The Opposition scoffed when, during the campaign, the PPP declared it would be delivering 50,000 house lots during the next five years, were it to get into office. In its previous iterations, the housing sector was one of its glowing successes, and it was not coincidental that much of that success occurred under the watch of Irfaan Ali who was then the Minister of Housing. With him becoming President on Aug 2, 2020, the promise was almost guaranteed, since he knows exactly what needs to be done.
And now, nine months later, we can see from the trajectory of house lots’ allocation that the goal is well within sight, with 3600 lots allocated between Aug 2 and Dec 31, 2020 – 600 more than had been projected. This compares with the 7089 lots allocated over the five years the APNU/AFC coalition was in office. However, the Government is not stopping at house lots, but has set its sights on their owners becoming home owners. It has done this by encouraging easier access to loans with lower interest rates, increasing the number of institutions granting mortgages with the authorisation of the Bank of Baroda to enter the mortgage market, and reducing taxes on construction and building materials.

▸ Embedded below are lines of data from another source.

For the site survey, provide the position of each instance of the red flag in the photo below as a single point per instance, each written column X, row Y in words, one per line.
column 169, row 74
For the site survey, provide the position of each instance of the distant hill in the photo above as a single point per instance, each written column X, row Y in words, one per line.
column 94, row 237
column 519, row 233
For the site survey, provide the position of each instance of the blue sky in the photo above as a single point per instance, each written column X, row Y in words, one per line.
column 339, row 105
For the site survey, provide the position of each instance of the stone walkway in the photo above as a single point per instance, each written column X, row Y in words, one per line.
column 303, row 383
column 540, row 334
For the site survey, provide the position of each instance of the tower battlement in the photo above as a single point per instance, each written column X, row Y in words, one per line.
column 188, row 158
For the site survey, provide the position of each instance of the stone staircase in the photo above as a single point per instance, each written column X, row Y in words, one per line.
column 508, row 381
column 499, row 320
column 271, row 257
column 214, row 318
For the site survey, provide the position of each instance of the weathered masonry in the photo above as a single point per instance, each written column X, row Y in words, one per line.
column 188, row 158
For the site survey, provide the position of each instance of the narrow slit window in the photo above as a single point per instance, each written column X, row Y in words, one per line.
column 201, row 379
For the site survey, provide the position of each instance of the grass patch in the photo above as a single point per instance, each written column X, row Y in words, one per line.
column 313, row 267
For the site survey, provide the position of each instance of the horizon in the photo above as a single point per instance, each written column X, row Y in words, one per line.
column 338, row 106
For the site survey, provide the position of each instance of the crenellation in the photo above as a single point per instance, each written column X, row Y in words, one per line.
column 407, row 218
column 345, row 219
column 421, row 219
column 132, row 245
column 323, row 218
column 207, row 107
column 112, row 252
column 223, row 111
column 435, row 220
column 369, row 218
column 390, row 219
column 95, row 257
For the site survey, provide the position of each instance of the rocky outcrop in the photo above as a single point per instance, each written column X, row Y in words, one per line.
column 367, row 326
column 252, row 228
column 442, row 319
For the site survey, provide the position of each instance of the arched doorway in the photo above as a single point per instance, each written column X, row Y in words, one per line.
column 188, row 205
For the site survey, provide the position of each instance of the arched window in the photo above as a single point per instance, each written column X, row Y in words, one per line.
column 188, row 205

The NBS has been persuaded to grant loans of up to $6 million with an interest rate of four per cent; $6-12 million @ 5.9 per cent, and $12-15 million @ 6.25 per cent. This is against a background of Minister of Finance, Dr Ashni Singh, introducing the Income Tax Mortgage Interest Relief back in 2013. Any individual taking out a mortgage of up to $30 million for the purchase of a home would be able to deduct the interest paid on the mortgage from their taxable income. Immediately, homeowners will benefit significantly. Since, in the early mortgage, most of the payments are applied to interest on the mortgage, these payments would now act to raise the “non-taxable” income of the homeowner from the present $720,000 by the total interest paid for the year.
But the benefits from the Government’s overall facilitation of housing for the entire population go far beyond the tax exemption etc. One of these is that a mortgage is a form of long-term forced savings. Many persons have great difficulty in saving directly from their pay checks or wages, which is not just a problem for the individual, but for the nation. Developing countries need savings to make investments, and when individuals take out mortgages, the banks can count on a steady income stream, which can be invested. For the home owners, rather than paying rentals, they accumulate increasing equity in their houses; which, historically, has always tended to go upwards.
Home ownership also has immediate spinoff benefits for the rest of the economy, as owners seek to furnish and constantly upgrade their properties. Businesses that cater to this trade typically employ a large number of unskilled persons as well as give a boost to local manufacturers of furniture and other household goods. The NDCs can now collect rates and taxes to provide various services to the area.
But just as important are the social benefits that give families a sense of stability and security. The moment someone owns a home, the family acquires pride in home ownership, and typically sees itself as having a stake in the community. This leads to the development of social capital in the form of trust between residents. If countries do not have this kind of social capital, it is almost impossible for them to mobilise their citizens for the sacrifices a sustainable developmental thrust demand.
It is this lack of social capital which exists in inner city ghettoes that leads to the multitude of crimes and other degradations committed by residents who typically rent the hovels they live in.
The success of a developing country depends on the development of a growing middle class. And there can be no middle class unless they are facilitated to own their own homes.